There is an obvious conflict between the simplicity of the shape and the richness of the ornamental creation, reflecting a kind of contrast between the lack of construction facilities and the desire to compensate for that deficiency, and it is this contrast that sets this type of Yemeni housing apart from other styles of architecture in the country.
By raising the ceilings of the rooms and expanding the skylights above the doors and windows, the Yemeni architect of Zabid attempted to find a solution to the overheating caused by the climate. The high windows and ceilings in these rooms allow the hot air to escape, making the space more comfortable. For the same reason, neither the interior nor the exterior floors are tiled; instead, they are either covered by soft earth or regularly doused with water from a well in one of the yards.
Trees are planted in the courtyard to provide shade, and white paint is used on the building's façade to reflect the sunlight and keep the building cool.

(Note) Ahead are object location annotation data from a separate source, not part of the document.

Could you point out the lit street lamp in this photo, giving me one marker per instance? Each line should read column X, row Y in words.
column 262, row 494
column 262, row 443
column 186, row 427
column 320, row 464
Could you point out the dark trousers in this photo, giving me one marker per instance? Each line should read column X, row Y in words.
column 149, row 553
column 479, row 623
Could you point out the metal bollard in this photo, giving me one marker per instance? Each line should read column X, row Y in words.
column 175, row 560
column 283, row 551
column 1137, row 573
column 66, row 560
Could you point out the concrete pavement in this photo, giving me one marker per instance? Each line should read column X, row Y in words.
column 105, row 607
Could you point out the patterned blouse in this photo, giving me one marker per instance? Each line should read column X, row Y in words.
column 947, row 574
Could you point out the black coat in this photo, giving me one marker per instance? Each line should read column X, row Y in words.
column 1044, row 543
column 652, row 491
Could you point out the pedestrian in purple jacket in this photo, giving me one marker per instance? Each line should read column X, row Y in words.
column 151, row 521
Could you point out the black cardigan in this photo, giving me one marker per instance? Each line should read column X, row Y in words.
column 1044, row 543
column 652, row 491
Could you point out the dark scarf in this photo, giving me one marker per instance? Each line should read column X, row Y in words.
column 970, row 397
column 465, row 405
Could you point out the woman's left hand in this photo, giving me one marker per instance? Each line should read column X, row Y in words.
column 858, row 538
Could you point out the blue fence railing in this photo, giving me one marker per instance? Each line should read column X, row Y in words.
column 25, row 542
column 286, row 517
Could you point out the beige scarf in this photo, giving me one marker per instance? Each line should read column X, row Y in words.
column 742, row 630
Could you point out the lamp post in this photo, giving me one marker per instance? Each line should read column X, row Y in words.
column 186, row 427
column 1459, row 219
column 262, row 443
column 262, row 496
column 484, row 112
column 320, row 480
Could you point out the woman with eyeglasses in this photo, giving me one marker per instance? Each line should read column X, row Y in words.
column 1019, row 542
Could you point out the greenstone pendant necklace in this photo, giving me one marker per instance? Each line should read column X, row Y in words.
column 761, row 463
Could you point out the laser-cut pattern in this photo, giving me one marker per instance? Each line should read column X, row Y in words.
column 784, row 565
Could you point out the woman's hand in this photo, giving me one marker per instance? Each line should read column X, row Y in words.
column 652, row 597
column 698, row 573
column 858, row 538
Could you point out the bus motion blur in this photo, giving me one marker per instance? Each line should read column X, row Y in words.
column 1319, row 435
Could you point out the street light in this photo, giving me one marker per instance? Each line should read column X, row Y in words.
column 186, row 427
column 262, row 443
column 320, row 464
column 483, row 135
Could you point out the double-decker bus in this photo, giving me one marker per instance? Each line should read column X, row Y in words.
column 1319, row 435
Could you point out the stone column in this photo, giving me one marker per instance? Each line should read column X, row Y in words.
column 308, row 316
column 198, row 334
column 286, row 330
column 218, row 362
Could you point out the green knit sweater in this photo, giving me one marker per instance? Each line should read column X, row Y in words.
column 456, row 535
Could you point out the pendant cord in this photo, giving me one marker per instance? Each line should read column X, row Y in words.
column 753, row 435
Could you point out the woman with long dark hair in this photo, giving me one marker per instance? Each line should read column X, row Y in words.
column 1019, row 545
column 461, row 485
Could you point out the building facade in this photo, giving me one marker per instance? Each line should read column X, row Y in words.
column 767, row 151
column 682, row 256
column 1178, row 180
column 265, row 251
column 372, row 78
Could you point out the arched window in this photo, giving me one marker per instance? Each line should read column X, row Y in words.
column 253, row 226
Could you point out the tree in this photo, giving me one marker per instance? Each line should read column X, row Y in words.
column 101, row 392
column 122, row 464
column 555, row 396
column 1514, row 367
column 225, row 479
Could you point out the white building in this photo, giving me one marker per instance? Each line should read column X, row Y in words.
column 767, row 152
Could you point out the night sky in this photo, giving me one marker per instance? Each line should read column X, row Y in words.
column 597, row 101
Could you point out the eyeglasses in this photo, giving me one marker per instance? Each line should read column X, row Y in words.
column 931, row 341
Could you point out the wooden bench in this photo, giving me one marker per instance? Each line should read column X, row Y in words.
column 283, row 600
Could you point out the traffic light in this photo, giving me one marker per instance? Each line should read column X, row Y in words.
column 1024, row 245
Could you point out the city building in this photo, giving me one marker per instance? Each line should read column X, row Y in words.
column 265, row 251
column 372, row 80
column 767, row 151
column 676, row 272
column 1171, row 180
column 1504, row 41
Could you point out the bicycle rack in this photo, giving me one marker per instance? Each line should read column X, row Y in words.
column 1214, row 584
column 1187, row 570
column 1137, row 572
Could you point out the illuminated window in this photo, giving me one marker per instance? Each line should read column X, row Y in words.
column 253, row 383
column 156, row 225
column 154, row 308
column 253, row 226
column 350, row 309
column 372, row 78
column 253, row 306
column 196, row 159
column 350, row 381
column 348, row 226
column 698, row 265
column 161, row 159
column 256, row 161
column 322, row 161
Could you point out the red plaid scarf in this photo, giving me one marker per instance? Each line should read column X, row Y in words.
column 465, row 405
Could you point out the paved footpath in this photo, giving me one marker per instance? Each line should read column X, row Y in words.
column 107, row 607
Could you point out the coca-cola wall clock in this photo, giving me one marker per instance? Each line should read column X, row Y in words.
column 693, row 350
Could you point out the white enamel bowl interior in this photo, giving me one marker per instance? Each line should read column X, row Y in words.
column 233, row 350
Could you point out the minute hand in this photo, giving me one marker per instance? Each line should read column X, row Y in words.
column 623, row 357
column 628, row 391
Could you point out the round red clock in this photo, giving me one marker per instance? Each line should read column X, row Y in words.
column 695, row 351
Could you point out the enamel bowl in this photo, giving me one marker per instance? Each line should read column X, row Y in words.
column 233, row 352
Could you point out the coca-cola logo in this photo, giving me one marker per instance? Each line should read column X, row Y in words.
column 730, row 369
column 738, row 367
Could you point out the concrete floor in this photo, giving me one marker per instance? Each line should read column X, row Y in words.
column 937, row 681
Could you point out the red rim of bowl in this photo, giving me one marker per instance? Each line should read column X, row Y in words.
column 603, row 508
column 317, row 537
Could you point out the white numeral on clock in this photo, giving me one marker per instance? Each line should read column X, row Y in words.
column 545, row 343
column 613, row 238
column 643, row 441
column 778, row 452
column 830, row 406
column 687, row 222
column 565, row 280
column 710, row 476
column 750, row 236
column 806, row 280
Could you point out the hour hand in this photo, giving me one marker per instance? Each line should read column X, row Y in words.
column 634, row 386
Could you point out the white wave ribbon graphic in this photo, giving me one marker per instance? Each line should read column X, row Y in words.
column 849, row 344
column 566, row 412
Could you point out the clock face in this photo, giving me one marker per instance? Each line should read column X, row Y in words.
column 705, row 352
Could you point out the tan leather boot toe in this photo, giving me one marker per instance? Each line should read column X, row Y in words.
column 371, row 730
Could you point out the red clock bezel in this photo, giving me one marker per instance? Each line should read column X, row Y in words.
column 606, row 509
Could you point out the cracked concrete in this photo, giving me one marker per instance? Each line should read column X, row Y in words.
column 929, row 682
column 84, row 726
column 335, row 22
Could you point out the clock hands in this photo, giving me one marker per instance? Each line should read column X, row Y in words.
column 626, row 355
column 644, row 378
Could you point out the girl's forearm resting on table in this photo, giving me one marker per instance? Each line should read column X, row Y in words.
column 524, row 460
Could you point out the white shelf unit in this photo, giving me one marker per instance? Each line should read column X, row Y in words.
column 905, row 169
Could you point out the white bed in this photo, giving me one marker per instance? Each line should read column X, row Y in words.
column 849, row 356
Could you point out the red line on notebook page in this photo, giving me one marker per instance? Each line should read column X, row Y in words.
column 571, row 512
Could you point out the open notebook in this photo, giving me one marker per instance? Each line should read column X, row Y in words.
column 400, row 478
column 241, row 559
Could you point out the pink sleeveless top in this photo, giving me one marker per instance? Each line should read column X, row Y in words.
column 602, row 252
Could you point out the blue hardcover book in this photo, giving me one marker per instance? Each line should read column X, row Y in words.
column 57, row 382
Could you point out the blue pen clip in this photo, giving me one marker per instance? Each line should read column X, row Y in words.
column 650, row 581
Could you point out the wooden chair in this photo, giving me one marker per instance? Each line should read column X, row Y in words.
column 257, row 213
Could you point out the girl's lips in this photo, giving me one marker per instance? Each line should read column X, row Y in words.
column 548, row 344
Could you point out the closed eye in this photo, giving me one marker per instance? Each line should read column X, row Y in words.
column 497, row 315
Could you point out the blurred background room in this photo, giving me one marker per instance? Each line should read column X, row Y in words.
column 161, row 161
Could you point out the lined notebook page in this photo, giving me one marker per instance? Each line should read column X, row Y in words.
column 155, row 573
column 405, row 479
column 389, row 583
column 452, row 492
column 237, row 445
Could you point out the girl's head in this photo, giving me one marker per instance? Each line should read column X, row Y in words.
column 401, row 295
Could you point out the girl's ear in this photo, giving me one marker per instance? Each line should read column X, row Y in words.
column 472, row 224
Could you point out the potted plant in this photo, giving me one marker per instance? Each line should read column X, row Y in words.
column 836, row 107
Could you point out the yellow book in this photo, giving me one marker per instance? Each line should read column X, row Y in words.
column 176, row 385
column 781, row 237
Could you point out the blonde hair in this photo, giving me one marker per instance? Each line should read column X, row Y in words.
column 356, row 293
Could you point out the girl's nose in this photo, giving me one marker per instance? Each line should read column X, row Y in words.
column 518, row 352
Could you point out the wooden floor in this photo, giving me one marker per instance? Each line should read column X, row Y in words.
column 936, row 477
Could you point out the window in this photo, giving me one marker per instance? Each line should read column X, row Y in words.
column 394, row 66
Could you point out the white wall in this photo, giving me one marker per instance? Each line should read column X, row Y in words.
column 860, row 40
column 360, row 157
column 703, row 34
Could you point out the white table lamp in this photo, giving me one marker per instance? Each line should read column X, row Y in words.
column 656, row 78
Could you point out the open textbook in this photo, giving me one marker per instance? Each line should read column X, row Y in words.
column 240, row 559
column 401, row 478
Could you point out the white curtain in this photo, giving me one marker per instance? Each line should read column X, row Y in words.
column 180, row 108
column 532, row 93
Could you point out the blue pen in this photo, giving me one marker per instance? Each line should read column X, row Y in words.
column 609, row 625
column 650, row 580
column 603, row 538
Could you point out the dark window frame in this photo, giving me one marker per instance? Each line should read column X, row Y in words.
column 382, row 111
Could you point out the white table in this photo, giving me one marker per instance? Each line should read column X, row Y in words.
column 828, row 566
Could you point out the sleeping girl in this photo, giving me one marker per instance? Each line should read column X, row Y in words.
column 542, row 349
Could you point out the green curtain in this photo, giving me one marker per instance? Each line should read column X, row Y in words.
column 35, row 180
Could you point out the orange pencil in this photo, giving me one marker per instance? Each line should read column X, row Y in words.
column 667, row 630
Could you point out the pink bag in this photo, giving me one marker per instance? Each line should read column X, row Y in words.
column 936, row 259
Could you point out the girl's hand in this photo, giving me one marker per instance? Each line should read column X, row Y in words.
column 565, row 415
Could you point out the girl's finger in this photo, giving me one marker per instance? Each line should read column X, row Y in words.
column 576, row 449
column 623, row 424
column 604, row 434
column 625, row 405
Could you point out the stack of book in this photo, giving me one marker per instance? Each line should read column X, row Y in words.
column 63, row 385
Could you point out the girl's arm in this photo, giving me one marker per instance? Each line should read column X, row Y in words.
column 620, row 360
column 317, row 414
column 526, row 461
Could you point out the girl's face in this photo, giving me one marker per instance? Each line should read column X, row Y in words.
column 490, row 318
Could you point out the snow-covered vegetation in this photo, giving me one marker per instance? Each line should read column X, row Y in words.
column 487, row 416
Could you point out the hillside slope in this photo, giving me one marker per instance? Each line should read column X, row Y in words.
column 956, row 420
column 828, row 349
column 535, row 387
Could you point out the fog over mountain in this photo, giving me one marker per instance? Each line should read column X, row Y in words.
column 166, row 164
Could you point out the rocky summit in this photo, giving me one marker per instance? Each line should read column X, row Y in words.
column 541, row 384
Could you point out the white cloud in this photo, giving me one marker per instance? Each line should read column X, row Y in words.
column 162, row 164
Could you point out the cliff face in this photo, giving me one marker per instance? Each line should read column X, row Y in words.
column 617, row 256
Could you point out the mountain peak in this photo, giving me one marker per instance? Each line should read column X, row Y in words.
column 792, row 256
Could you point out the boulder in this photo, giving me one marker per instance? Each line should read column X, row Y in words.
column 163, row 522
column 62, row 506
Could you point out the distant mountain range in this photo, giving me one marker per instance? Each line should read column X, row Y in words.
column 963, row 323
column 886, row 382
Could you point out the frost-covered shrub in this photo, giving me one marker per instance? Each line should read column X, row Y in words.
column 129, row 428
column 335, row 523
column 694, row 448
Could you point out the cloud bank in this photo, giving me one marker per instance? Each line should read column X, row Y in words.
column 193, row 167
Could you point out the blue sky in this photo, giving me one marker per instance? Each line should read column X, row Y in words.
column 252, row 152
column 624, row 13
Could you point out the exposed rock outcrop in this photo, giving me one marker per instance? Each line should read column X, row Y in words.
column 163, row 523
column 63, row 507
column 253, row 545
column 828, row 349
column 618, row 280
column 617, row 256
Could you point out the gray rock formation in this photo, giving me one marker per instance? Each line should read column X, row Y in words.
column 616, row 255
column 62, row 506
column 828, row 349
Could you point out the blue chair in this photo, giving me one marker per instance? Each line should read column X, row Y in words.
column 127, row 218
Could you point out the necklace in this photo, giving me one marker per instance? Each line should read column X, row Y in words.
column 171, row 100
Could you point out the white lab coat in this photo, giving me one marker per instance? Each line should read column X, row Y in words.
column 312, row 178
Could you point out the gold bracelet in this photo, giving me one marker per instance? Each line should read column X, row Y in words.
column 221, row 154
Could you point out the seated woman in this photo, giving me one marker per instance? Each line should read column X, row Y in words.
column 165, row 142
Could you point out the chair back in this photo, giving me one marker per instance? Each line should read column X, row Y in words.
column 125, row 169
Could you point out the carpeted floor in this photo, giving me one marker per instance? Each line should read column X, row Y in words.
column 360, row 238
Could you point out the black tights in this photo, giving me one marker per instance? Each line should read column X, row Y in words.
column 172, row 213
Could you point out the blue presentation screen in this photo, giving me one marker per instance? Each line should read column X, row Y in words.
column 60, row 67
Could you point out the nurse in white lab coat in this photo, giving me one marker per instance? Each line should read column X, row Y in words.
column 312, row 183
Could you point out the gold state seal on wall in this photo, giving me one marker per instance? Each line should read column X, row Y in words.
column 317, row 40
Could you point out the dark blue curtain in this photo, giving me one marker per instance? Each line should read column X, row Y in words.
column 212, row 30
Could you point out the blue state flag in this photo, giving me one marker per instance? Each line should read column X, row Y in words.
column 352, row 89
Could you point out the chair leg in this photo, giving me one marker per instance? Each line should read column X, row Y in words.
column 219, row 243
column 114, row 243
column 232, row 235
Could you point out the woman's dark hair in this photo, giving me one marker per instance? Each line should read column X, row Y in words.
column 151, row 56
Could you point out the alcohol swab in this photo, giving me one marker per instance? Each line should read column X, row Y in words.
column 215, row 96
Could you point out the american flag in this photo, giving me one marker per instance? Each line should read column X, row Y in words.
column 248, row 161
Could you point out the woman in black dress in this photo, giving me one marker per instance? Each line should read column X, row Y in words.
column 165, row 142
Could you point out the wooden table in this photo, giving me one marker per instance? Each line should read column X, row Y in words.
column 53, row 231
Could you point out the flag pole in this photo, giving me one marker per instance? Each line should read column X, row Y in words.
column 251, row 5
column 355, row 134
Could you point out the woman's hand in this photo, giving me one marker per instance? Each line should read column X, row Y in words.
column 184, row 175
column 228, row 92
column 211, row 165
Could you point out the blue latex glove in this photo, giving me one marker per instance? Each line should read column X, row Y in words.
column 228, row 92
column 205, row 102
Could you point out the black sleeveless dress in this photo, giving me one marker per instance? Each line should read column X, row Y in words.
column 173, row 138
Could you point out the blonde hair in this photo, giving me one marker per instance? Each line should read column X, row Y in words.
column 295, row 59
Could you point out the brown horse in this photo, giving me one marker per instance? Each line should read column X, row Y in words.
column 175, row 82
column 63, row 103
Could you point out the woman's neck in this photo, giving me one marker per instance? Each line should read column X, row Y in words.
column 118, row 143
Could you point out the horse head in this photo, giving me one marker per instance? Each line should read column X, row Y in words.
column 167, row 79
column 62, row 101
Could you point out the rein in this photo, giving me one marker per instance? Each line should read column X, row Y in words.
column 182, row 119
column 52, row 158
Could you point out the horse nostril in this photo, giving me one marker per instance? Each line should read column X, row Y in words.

The Zubaidi home is characterised by its horizontal layout, with the facilities placed at regular intervals to promote airflow. Houses with multiple storeys are also common, although they typically have no more than two and are so costly to build that only the upper class and the wealthy can afford them.
Zabid's homes stood out thanks to the elaborate decorating on every inch of the exterior and interior walls. Limestone, found a few kilometres to the north of the city, satisfied the Zubaidi artists. Limestone and wood were carved in a relief using intaglio to complete the artwork.
Bricks, limestone and wood are often used to decorate Zabid's facades, and geometric designs (such as straight lines and triangles) and natural forms (such as leaves and branches) are common.
Quranic verses such as Ayat al-Kursi were inscribed for divine protection of the home and its owners; at other times, phrases were written to welcome guests or to document certain dates, such as the date that the wooden piece was made or the date that the home was built. However, the writing was not a form of decoration.
According to Fernando Varanda, the quality and intensity of the decoration on the walls, ceilings and entrances of houses in Zabid set them apart, and she attributes this to two possible things. The first is the cultural characteristics of the city of Zabid, and the second is the skill of the many Indian craftsmen on the Red Sea coast until the nineteenth century.